Long ago, I remember seeing a cartoon which involved a tag-team of two people robbing a third, with A pointing a gun at C and saying "give your money to B", while B comments "I'm really just standing here, but I figure it's best if you do as he says". I'm not sure what exact piece of day-to-day politics this was made to comment on (though it was probably some or another flavour of political violence), but it seems somewhat applicable here as well. The lines just become "accept the supply chain, or suffer my public ridicule" and "I'm just providing the software 'as-is', but you probably should do as he says".

Zigurd•1h ago
This is bad by being a categorical statement. But it's also a bad categorical statement because it's like saying nobody owes you being able to assume your car has airbags and seatbelts that meet high standards.
1970-01-01•54m ago
It's the gift of open source: Nobody owes you anything except the source code. Any and all guarantees must be via written contracts. Nobody owes you a secure supply chain until there is a contract stating such.
general1465•25m ago
Giving people food for free (without written contract) but poising them in the process will leave you in hot water with authorities. Why software should be different?
awakeasleep•13m ago
Trying to answer what I think is the most reasonable point you’re trying to make: supply chain extends beyond you and your actions.
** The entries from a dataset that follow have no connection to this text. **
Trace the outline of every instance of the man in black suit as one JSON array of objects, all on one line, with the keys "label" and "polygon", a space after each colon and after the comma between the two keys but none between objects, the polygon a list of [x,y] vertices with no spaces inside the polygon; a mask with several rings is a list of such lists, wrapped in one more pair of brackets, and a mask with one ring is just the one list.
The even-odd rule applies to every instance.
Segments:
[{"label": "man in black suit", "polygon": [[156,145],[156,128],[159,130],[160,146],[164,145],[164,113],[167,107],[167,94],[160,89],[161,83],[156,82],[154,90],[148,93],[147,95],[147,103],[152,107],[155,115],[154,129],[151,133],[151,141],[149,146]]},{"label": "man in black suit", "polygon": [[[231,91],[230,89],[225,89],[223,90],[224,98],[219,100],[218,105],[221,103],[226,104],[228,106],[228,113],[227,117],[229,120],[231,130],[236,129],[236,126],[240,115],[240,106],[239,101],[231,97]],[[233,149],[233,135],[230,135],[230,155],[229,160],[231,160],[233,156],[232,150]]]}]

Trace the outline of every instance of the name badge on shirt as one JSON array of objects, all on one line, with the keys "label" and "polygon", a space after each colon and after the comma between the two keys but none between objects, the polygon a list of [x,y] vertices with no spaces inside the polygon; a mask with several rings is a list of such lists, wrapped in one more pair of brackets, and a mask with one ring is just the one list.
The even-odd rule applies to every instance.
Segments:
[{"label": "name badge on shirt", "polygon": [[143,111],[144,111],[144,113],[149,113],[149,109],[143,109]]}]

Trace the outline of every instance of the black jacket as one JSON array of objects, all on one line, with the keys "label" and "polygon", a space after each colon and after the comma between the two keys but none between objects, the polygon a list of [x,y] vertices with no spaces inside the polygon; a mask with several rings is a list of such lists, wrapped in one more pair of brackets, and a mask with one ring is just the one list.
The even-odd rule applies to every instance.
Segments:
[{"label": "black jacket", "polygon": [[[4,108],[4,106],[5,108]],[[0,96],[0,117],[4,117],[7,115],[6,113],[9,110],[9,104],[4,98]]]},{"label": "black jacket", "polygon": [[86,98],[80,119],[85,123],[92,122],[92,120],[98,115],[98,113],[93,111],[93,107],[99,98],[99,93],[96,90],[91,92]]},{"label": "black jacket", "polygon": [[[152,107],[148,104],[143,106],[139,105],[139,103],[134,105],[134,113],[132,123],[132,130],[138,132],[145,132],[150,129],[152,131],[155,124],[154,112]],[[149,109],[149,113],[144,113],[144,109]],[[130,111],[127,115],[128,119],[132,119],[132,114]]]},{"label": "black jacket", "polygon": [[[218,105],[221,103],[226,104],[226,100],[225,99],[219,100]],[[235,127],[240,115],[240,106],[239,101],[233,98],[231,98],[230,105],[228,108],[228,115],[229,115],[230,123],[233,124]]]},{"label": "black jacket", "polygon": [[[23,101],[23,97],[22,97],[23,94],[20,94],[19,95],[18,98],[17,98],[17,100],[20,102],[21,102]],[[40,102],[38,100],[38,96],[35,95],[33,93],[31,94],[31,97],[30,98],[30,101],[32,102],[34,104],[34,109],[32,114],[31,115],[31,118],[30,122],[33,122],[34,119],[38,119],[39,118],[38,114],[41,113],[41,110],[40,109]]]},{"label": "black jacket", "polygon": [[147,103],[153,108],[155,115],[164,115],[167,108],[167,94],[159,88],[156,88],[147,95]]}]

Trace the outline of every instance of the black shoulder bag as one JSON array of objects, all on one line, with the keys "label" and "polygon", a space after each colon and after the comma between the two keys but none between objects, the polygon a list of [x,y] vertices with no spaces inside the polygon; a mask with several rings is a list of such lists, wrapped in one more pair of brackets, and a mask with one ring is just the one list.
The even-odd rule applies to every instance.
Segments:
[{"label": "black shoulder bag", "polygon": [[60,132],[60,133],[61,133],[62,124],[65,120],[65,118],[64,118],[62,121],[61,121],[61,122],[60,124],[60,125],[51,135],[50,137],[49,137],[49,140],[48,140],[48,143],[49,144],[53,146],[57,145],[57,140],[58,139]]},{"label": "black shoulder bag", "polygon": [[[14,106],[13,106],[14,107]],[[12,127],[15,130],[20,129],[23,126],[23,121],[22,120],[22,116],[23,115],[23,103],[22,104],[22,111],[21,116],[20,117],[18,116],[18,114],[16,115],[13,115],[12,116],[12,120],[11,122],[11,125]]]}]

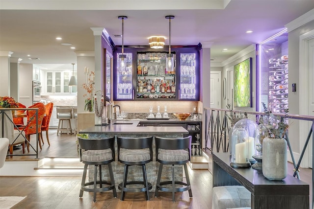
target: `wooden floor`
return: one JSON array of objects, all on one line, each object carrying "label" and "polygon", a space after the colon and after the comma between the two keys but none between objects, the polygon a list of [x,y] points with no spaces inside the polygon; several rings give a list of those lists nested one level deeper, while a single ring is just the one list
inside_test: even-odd
[{"label": "wooden floor", "polygon": [[[51,146],[47,143],[39,152],[39,158],[48,157],[78,158],[76,137],[66,134],[56,135],[56,130],[50,131]],[[35,138],[31,139],[34,143]],[[14,153],[22,153],[22,149]],[[34,159],[34,156],[13,156],[7,161]],[[0,196],[26,196],[26,198],[12,209],[211,209],[212,179],[208,170],[191,170],[189,168],[193,198],[187,191],[176,194],[176,202],[172,202],[171,194],[160,192],[155,197],[150,193],[150,201],[145,199],[144,193],[127,193],[125,200],[113,197],[111,192],[97,193],[97,201],[94,203],[93,194],[84,192],[82,198],[78,197],[81,178],[79,177],[0,177]],[[288,174],[293,174],[293,166],[288,163]],[[312,169],[300,168],[301,180],[310,185],[310,202],[312,200]],[[312,204],[310,204],[312,206]],[[0,206],[0,209],[1,206]]]},{"label": "wooden floor", "polygon": [[[44,137],[45,144],[39,153],[39,158],[49,157],[78,157],[76,137],[66,134],[56,135],[56,131],[50,132],[51,146]],[[31,143],[35,144],[35,138]],[[22,153],[22,149],[14,153]],[[7,161],[29,159],[34,156],[13,156]],[[120,201],[121,192],[117,189],[118,198],[113,197],[111,191],[97,193],[97,202],[93,201],[92,192],[84,192],[83,197],[78,197],[81,178],[79,177],[0,177],[0,196],[20,196],[26,197],[12,209],[210,209],[212,180],[208,170],[191,170],[189,168],[193,197],[188,192],[176,193],[176,202],[172,203],[169,192],[159,192],[155,197],[150,193],[149,201],[145,200],[144,192],[126,194],[124,201]],[[1,206],[0,206],[0,209]]]}]

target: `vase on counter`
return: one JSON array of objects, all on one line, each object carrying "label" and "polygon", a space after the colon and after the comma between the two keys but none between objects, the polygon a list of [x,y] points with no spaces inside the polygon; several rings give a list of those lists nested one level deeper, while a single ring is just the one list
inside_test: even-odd
[{"label": "vase on counter", "polygon": [[266,137],[262,141],[262,173],[270,180],[282,180],[287,174],[287,143]]}]

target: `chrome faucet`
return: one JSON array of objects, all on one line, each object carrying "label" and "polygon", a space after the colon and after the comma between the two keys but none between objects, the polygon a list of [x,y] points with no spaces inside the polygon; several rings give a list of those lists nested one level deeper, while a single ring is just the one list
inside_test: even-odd
[{"label": "chrome faucet", "polygon": [[120,112],[121,110],[121,108],[120,107],[120,105],[113,105],[112,106],[112,108],[114,108],[115,107],[119,107],[119,112],[117,112],[117,111],[116,111],[116,119],[117,119],[118,118],[120,118],[122,116],[121,115],[120,115]]}]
What if you were distributing food, and a farmer who supplied rice to one of the manufacturers of the components of your food grew that rice on a field that was contaminated with arsenic?

general1465•4m ago
If farmer knows about it, it is negligence of a farmer. If you are transporting rice in the same truck you have transported rat poison before and contaminated the rice, you are to blame.
Pesthuf•19m ago
I feel like they could do a better job, though. In the postmortems of incidents you often hear it's because some maintainer got hit by the perfect phishing attack at the right time and they got tricked into entering password and TOTP into a phishing site. If that is so, why are we still allowing phishable credentials for logging into package repositories?
skybrian•5m ago
I like how the Go team does things. For example, this is only one part of it, but the Go checksum database seems like a pretty good solution for making sure that a path and version reliably maps to the same source code.